Engineering a runtime system for AQL

Information Extraction addresses the task of extracting information from unstructured text automatically. Traditionally, IE systems focus on the accuracy of extraction tasks. However, the problem of the scalability of these tasks has recently began to receive attention. SystemT is an IE system that successfully addresses this concern. This success stimulated many studies related to SystemT. One of the most prominent introduces a formal model that delineates a new approach to extraction tasks, considerably different from that of SystemT. According to the formal model of SystemT, an extraction task is executed by first obtaining basic elements from the input text, and then combining these elements by means of algebraic operators to obtain the desired results. In this dissertation, I embark on the task of de ning and implementing a new runtime system that allows for efficiently obtaining the desired results without the necessity to apply algebraic operators over basic elements. To this end, I first introduce a computational model (namely eVset-automata), that is based on a previous model (vset-automata), used for extracting basic elements from text, and I show that the two models are equivalent in expressive power. Moreover, I prove that under the proposed model there are polynomial time constructions that allow for directly evaluating the algebraic operators, without the need for obtaining the basic elements first. This represents an improvement over the previous approach (vset-automata), under which constructions for the same purpose existed but resulted in exponentially larger computations. Then, I discuss the results of a series of experiments executed on a corpus of real-life blog posts, that compare the performance of the runtime system with that of a subsystem that uses the same approach of SystemT. The experiments show that the runtime system is better than the subsystem in many cases. However, the subsystem is naturally capable of reusing partial results to reduce its workload, which can sometimes be advantageous. Finally, I lay the foundations for further improvements of the runtime system.

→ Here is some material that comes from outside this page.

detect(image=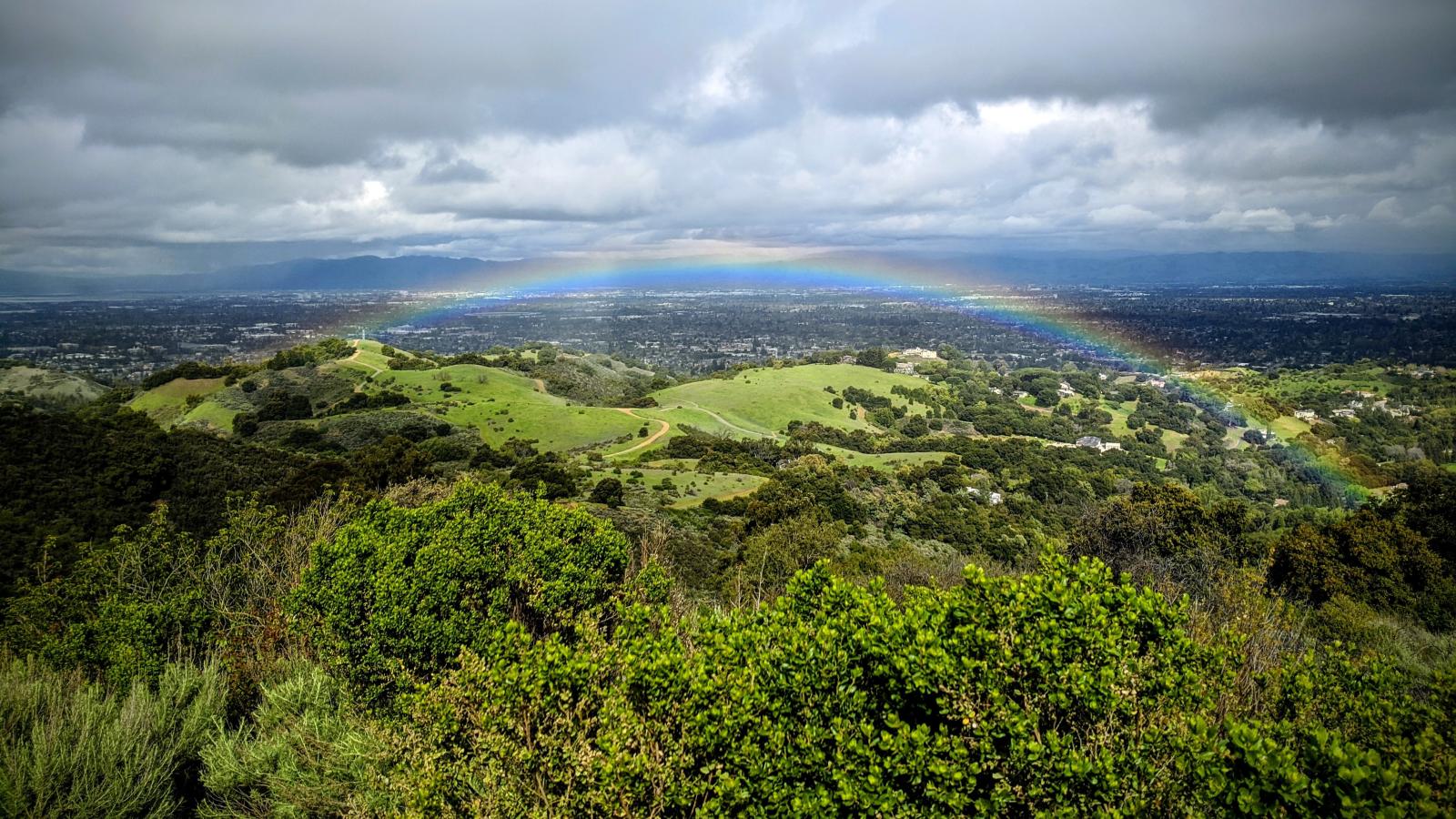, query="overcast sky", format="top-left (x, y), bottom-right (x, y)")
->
top-left (0, 0), bottom-right (1456, 272)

L'Estrazione dell'Informazione (Information Extraction, IE) affronta il compito di estrarre automaticamente informazioni da testi non strutturati. Tradizionalmente, i sistemi di IE si concentrano sulla precisione delle attività di estrazione. Tuttavia, il problema della scalabilità di questi compiti ha recentemente cominciato a ricevere attenzione. SystemT è un sistema di IE che affronta con successo questo problema. Questo successo ha stimolato molti studi relativi a SystemT. Uno dei più prominenti introduce un modello formale che delinea un nuovo approccio alle attività di estrazione, notevolmente diverso da quello di SystemT. Secondo il modello formale di SystemT, un compito di estrazione viene eseguito prima ottenendo elementi di base dal testo di input e quindi combinando questi elementi tramite operatori algebrici per ottenere i risultati desiderati. In questa tesi mi impegno a definire ed implementare un nuovo sistema di runtime che consente di ottenere in modo efficiente i risultati desiderati senza la necessità di applicare operatori algebrici sugli elementi di base. A tal fine, introduco innanzitutto un modello computazionale (gli eVset-automata), basato su un modello precedente (i vset-automata), utilizzato per estrarre elementi di base dal testo, e mostro che i due modelli sono equivalenti nel potere espressivo. Inoltre, dimostro che per il modello proposto esistono costruzioni di complessità temporale polinomiale che consentono di valutare direttamente gli operatori algebrici, senza necessità di ottenere prima gli elementi di base. Questo rappresenta un miglioramento rispetto all'approccio precedente (vset-automata), per il quale esistevano costruzioni per lo stesso scopo, tuttavia queste spesso portavano a computazioni esponenzialmente più grandi. Successivamente, discuto i risultati di una serie di esperimenti eseguiti su un corpus di post di blog di vita reale, che confrontano le prestazioni del sistema di runtime con quello di un sottosistema che utilizza lo stesso approccio di SystemT. Gli esperimenti mostrano che in molti casi il sistema di runtime è migliore del sottosistema. Tuttavia, il sottosistema è naturalmente in grado di riutilizzare risultati parziali per ridurre il carico di lavoro, il che risulta a volte vantaggioso. Infine, metto le basi per ulteriori miglioramenti del sistema di runtime.